Dans son allocution, le président de l’association, M. Toufiq Alaoufir, n’a pas seulement évoqué la grandeur historique de l’Andalousie, mais a insisté sur l’urgence de la considérer comme un « projet renouvelé » pour affirmer les valeurs de pluralité et de vivre-ensemble, à l’heure où les débats sur les identités, l’ouverture et le repli sont plus brûlants que jamais.
La rencontre a également connu une présence institutionnelle notable, représentée par M. Hassan Mazdawi, conseiller du ministre de la Jeunesse, de la Culture et de la Communication, qui a été l’un des piliers essentiels dans la réussite de cet événement culturel. M. Alaoufir n’a pas manqué de saluer, dans son discours, le rôle actif de M. Mazdawi dans le soutien à l’organisation de la rencontre et la mise en lumière de sa portée symbolique et culturelle, donnant ainsi une dimension institutionnelle claire à cet engagement pour la sauvegarde de l’héritage andalou.
Mais l’Andalousie vit-elle encore parmi nous ? Ce ne sont pas seulement les universitaires qui peuvent répondre à cette question, mais aussi la voix du maâlem Abdel Salam dans une ruelle de Fès, racontant aux visiteurs étrangers les secrets de la sculpture en stuc andalou, ou encore les mains des femmes de Tétouan brodant des robes de mariage sur le mode andalou, sans oublier les vibrations du oud dans une soirée musicale intimiste dans une médina.
La rencontre ne s’est pas limitée à un débat intellectuel : elle a été ponctuée d’un concert andalou animé par le groupe Chorale Andalous, dirigé par l’artiste Moulay Hicham El Belguiti, transformant la théorie en émotion, et redonnant au patrimoine une voix, un souffle, une mémoire vivante.
Pour sa part, l’acteur associatif Abdelhakim Hilali a déclaré que « la civilisation andalouse a toujours été un phare du vivre-ensemble, une source de tolérance, et une expérience humaine qui a enrichi l’imaginaire des peuples, notamment sur les deux rives de la Méditerranée ». Il a rappelé que le Maroc a accueilli cet héritage avec fierté, l’intégrant dans son tissu culturel grâce à une politique d’ouverture et de reconnaissance, menée depuis des siècles par les souverains marocains.
Cette réalité se lit aujourd’hui dans les ruelles anciennes, les noms des places, les habitudes culinaires, les expressions artistiques… autant de reflets d’un inconscient collectif nourri par l’esprit andalou sans forcément le nommer.

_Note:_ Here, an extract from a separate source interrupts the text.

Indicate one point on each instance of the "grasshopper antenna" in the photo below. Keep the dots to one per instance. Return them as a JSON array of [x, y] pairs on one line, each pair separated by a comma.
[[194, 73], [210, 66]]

Les quatre axes développés lors de la rencontre ont porté sur : l’héritage civilisationnel commun entre le Maroc et l’Andalousie, une lecture critique de la place de l’Andalousie dans l’orientalisme, les migrations morisques vers le Maroc, et l’enseignement du patrimoine andalou dans une perspective euro-méditerranéenne. Mais au-delà des titres, le message principal reste clair : le patrimoine andalou ne doit pas rester confiné aux colloques, mais circuler dans les écoles, les quartiers, les foyers, les cafés, et les espaces de vie… Il doit devenir une matière vivante, transmise aux nouvelles générations.
Dans cette optique, les intervenants ont salué les efforts du Roi Mohammed VI pour la restauration des médinas historiques empreintes de cette mémoire, le soutien à la recherche académique, ainsi que l’appui aux formations musicales andalouses, inscrivant ainsi la culture comme un levier d’identité et un outil d’influence douce dans les relations internationales du Maroc.
En clôture, M. Alaoufir a insisté : « L’Andalousie n’est pas une histoire de douleur, mais une leçon d’espoir. » Il a lancé un appel à porter haut ce flambeau, à transmettre cet esprit aux jeunes générations, non seulement par des récits historiques, mais en faisant de la culture andalouse un vecteur vivant de diversité et de cohabitation dans le Maroc contemporain.